The second matter that the Bar Association raised in its paper yesterday was that hearsay evidence would be permitted in New South Wales when it is not permitted in the United Kingdom. However, there are many exceptions to the hearsay rule in New South Wales even under our existing laws. The fact that a judge is acting on hearsay evidence will strongly influence the judicial discretion if that hearsay evidence is not of sufficient veracity to warrant an order. Again, the use of hearsay evidence will have only a limited difference from the way in which the legislation operates in the United Kingdom.
Thirdly, the Bar Association made a distinction between the New South Wales and United Kingdom legislation around the words "the reasonable grounds to believe", which I suggest is a distinction without any difference and not a valid point.

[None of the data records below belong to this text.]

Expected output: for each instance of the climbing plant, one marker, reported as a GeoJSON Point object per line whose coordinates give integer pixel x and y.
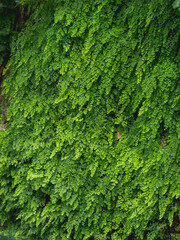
{"type": "Point", "coordinates": [90, 150]}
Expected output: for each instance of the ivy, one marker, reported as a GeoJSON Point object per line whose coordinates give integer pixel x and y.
{"type": "Point", "coordinates": [90, 150]}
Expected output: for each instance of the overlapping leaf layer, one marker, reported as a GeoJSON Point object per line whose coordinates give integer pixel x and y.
{"type": "Point", "coordinates": [91, 147]}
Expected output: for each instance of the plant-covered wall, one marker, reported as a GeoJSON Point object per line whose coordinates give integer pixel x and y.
{"type": "Point", "coordinates": [90, 150]}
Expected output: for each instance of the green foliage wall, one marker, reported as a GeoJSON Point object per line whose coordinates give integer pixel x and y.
{"type": "Point", "coordinates": [91, 146]}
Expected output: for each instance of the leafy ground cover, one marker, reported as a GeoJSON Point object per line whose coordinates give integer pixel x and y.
{"type": "Point", "coordinates": [91, 148]}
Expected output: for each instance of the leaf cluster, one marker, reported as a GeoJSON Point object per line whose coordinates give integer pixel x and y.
{"type": "Point", "coordinates": [91, 147]}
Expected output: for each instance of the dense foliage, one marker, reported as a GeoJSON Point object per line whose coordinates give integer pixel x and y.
{"type": "Point", "coordinates": [91, 146]}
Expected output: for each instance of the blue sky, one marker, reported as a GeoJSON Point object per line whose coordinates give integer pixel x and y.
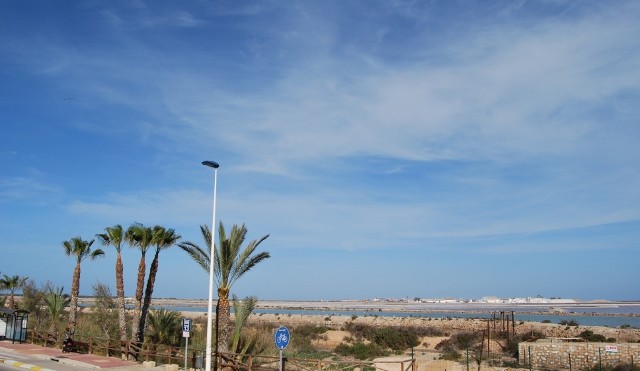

Fourthly, the Bar Association said that the New South Wales legislation does not have non-limiting examples of the types of orders as appears in the United Kingdom legislation.
However, the flexibility given to judges should be admired and not criticised.
Fifthly, the difference between the class of applicants mentioned in the United Kingdom legislation and in this bill is not significant because in both the United Kingdom and New South Wales the most important protection of the rights of the individual is the fact that judges are the ones who will give the orders. Judges are not robotic officers required to make certain orders depending on the character of the applicant.
Sixthly, the Bar Association made the point that there is an express right in the United Kingdom legislation for third parties to make representations in proceedings if orders that are proposed to be made could affect them. Under the existing common law of Australia, decided in the Super League case and in other cases, third parties need to be taken into account when injunctive orders are made. I am confident that the courts of this State will apply that common law without the necessity for it to be expressly stated in this bill. For those reasons I commend the bill to the House.